Q. You said it was a lot of fun. You did get a little bit sick. Would you do it again or you might think twice about going up?
FRED FUNK: No, I'd go up again. I've got to figure out what to do with the food intake prior to going up. I haven't quite figured it out (laughing). But I'd love to go up again. It's just so neat to experience what they experience.
It's obviously a lot -- he was trying to make me feel better about it -- but it's harder to be in the back seat. It's like being in the back seat of a car or something. You kind of get disoriented a lot easier or motion sickness a lot easier when you're not controlling the airplane. When he's turning it, he's looking to where he's going, and I have no idea where we're going. So you're just back there getting tossed all over the place. And he's asking whether you're ready or not.

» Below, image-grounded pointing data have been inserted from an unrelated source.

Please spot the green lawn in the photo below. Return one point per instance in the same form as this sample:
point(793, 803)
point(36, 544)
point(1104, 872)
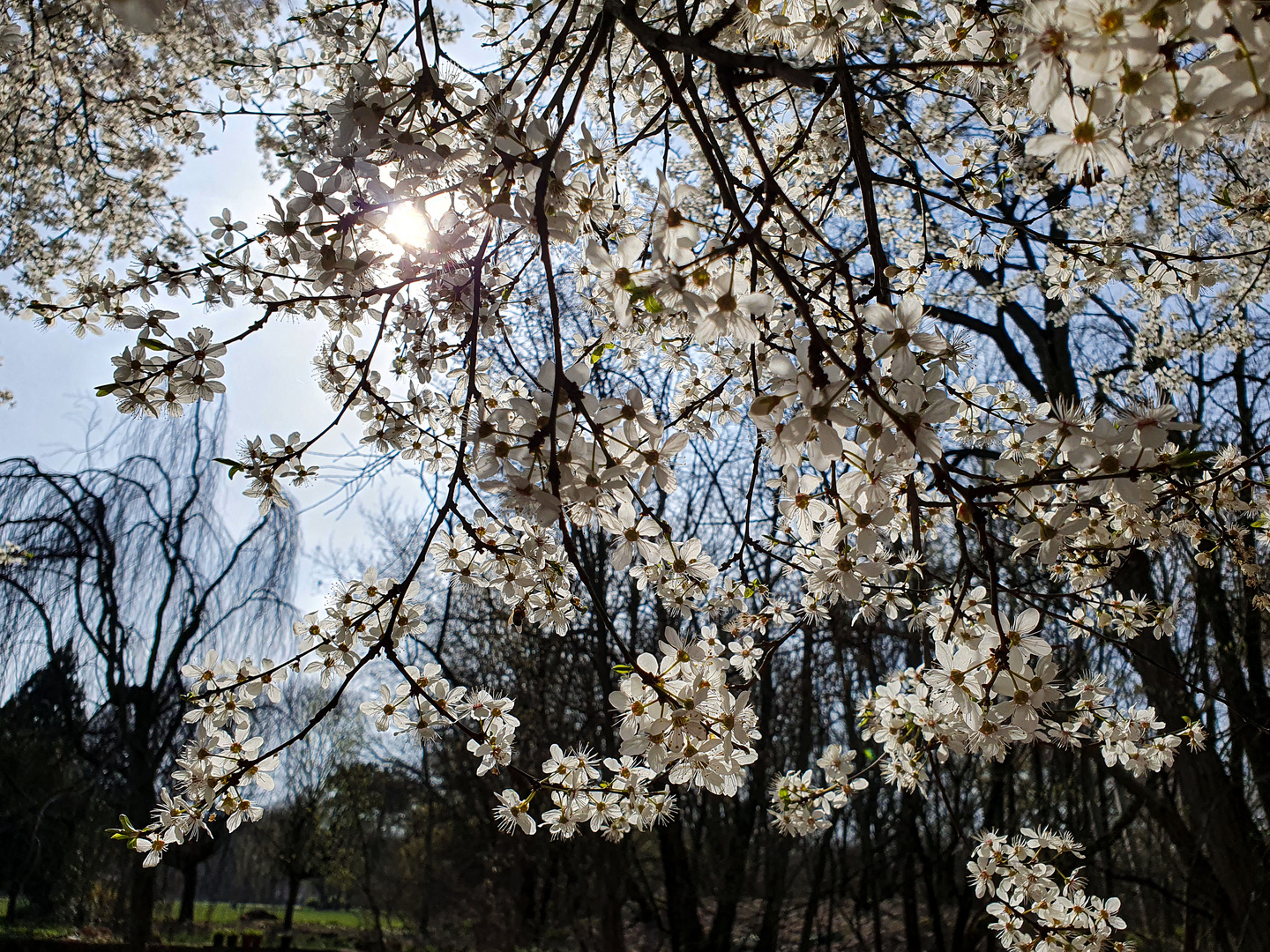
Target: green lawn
point(231, 914)
point(314, 928)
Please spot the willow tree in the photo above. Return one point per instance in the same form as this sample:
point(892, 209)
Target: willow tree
point(975, 291)
point(124, 565)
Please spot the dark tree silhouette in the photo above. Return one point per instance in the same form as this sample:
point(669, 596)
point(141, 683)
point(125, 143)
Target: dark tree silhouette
point(129, 562)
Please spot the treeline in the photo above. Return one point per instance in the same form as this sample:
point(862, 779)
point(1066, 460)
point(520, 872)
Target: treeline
point(360, 820)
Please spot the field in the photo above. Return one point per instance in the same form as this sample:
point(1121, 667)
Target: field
point(312, 928)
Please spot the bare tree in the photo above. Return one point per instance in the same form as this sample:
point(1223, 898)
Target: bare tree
point(131, 562)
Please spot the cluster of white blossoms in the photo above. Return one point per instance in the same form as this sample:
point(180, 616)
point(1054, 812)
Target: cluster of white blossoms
point(800, 809)
point(1035, 905)
point(553, 338)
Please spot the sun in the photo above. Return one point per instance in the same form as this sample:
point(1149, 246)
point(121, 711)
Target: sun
point(407, 227)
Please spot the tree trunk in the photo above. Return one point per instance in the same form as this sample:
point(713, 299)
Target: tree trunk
point(188, 890)
point(1217, 811)
point(292, 894)
point(681, 893)
point(140, 926)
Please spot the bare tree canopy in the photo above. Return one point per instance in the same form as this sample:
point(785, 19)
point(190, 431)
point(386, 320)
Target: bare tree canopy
point(836, 397)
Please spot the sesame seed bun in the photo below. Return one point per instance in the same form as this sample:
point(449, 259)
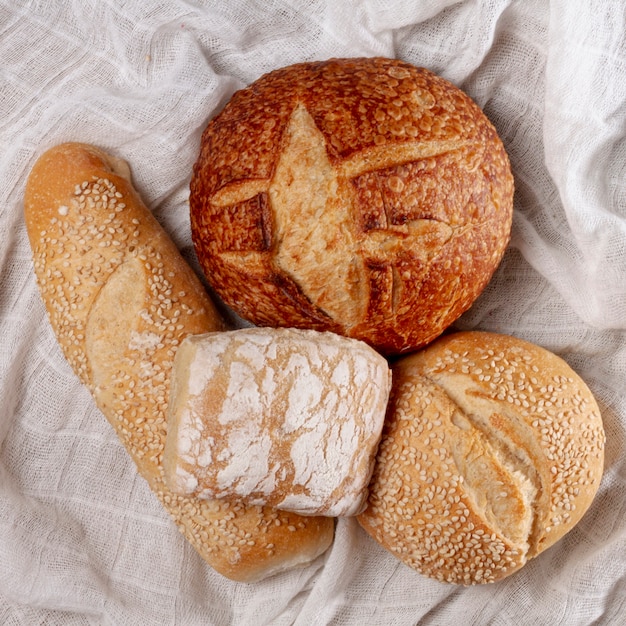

Would I do it again? They suckered me into the French dip before (laughing). I tasted the French dip for three days (laughing).

Q. I think this is the last PLAYERS off of your 2005 victory. First of all, what is your schedule going to be next year and the rest of this year, and are you going to, you know, a hybrid schedule next year, almost all Champions Tour? And if you do, is there that realization that the only way you get back here is by winning the Senior Players?
FRED FUNK: Yeah, I still have that exemption that I can actually use through 2012 if I use career money because I have through 2011 because of Mayakoba. And then that was tacked on with THE PLAYERS. So I could stay out on the TOUR using career at least through 2012.
The irony of the whole thing or the bad thing is that I ended up having, right when I turned 50, my knee just went in the toilet. I've been fighting that ever since. And I had the knee replacement this year, and now I'm looking forward to where it's going to get better and better, and my game hopefully will get better and better as that gets healthier. Then that's going to change my thinking as far as whether I really want -- I'd love to make one more just-have-fun year, play the regular TOUR mostly, play the senior majors.
But the dynamics of the TOUR has changed a lot, too. When they went to the FedExCup and they condensed the schedule down, and some of the golf courses that they have now are not really conducive or advantageous for me to go play because they're just big, big long golf courses. And these guys are hitting it forever.
It's just I've got to be a little more of a cherry picker if I go out and play the regular TOUR. I still love the Hilton Heads and used to love old Westchester, that type of course, Colonials. But there are not as many golf courses that I really enjoy as much that are out there like I used to. I just played every week and kept on going and hoped my game picked up somewhere in that stretch, and it worked out pretty well.
So to answer, I really don't know. I'd love to give the TOUR one more big run, but I've got to see how the health goes and my game. And my focus more likely will be mostly on the Champions Tour. I really enjoy it out there. The Champions Tour is great. But it still doesn't have the overall feel of the big TOUR. No, this is the show, if you want to call it the show. This is the show.
CHRIS REIMER: We'll have Fred and our Blue Angels available on the patio. If you'd like to have some questions for them, there will be more talk about Fred's lunch.